Clinical Microbiology In the Department of Pathology

Strongyloides stercoralis rhabditiform larvae detected by stool ovum and parasite microscopy.


Routine ova and parasite examination: Stools are double-concentrated, stained with special stains, and examined microscopically for ova and parasites.  Other samples (sputum, eye scrapings, liver aspirates, etc.) can also be examined or in some cases cultured (such as for Acanthamoeba) for parasites if the laboratory is notified in advance.  Two stools collected on two separate days are recommended.

Giardia antigen detection by enzyme immunoassay: Stool submitted in preservative is tested weekly for Giardia antigen by EIA.  Giardia is the most common parasitic cause of diarrhea in the U.S. This test is at least twice as sensitive as conventional ova and parasite examinations for Giardia detection and should be ordered first if Giardia is in the differential.
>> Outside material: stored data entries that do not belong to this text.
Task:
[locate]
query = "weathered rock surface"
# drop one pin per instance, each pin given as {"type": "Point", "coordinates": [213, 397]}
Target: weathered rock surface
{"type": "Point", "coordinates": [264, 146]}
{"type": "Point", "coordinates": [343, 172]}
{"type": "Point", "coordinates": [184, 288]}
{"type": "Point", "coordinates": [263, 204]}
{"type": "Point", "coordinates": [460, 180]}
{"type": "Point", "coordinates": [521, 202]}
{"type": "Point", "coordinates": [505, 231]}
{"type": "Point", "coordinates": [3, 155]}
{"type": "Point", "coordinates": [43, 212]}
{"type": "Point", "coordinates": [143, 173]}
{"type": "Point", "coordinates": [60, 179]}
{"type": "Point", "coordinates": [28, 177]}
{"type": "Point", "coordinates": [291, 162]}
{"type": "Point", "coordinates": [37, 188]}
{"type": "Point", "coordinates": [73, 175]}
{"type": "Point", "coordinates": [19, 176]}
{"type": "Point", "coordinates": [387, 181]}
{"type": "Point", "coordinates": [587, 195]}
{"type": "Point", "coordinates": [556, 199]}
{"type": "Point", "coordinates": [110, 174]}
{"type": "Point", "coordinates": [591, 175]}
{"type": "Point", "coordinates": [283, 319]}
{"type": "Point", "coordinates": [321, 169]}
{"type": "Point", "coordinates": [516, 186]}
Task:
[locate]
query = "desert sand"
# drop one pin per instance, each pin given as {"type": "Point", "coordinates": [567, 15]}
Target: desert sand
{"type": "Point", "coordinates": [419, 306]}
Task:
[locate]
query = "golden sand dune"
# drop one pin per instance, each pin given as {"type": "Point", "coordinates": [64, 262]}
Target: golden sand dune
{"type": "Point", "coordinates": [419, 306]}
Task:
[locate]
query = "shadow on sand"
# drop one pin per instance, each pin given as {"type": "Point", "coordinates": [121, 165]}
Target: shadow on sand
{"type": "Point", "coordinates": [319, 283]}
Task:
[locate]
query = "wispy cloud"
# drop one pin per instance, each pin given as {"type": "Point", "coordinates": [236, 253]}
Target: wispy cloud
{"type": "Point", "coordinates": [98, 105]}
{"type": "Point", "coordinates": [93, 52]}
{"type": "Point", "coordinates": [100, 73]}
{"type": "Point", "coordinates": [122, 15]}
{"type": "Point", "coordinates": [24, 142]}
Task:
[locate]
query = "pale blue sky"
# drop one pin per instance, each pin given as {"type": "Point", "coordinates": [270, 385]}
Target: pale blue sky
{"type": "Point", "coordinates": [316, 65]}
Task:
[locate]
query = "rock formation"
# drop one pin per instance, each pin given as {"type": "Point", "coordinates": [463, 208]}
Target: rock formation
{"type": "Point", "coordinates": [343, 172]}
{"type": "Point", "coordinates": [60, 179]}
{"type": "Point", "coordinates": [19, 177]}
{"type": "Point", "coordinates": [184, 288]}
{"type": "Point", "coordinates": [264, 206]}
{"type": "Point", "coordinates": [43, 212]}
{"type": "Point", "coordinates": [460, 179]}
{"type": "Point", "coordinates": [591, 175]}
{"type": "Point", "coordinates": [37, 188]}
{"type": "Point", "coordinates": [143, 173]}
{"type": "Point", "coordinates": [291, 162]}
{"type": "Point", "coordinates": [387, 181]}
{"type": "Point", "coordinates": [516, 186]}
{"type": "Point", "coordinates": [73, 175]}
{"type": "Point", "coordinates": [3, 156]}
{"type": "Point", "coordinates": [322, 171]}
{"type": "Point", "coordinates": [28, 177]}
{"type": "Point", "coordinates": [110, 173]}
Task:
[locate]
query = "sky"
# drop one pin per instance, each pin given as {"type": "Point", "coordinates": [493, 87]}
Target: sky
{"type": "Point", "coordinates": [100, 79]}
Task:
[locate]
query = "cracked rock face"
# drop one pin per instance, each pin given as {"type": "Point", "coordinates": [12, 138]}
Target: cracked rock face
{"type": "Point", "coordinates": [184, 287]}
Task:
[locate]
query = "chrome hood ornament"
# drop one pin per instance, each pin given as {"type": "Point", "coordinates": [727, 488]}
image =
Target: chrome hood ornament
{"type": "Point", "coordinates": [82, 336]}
Cryptosporidium direct fluorescent antibody stain: Cryptosporidium causes travelers’ diarrhea and can cause protracted diarrhea in immunocompromised patients.  Cryptosporidium Oocysts can be visualized with this stain, which is more sensitive than conventional examination methods.

Worm and tick identification: Worms and ticks submitted in a container with a moist cotton ball are identified based on visual macroscopic and microscopic characteristics.  In addition, ticks are sent to a public health laboratory for more specialized studies.

Microsporidium and Isospora special stains: These unusual parasitic agents of diarrhea, almost exclusively in immunocompromised patients, are detected using a modified acid fast/trichrome stain combination.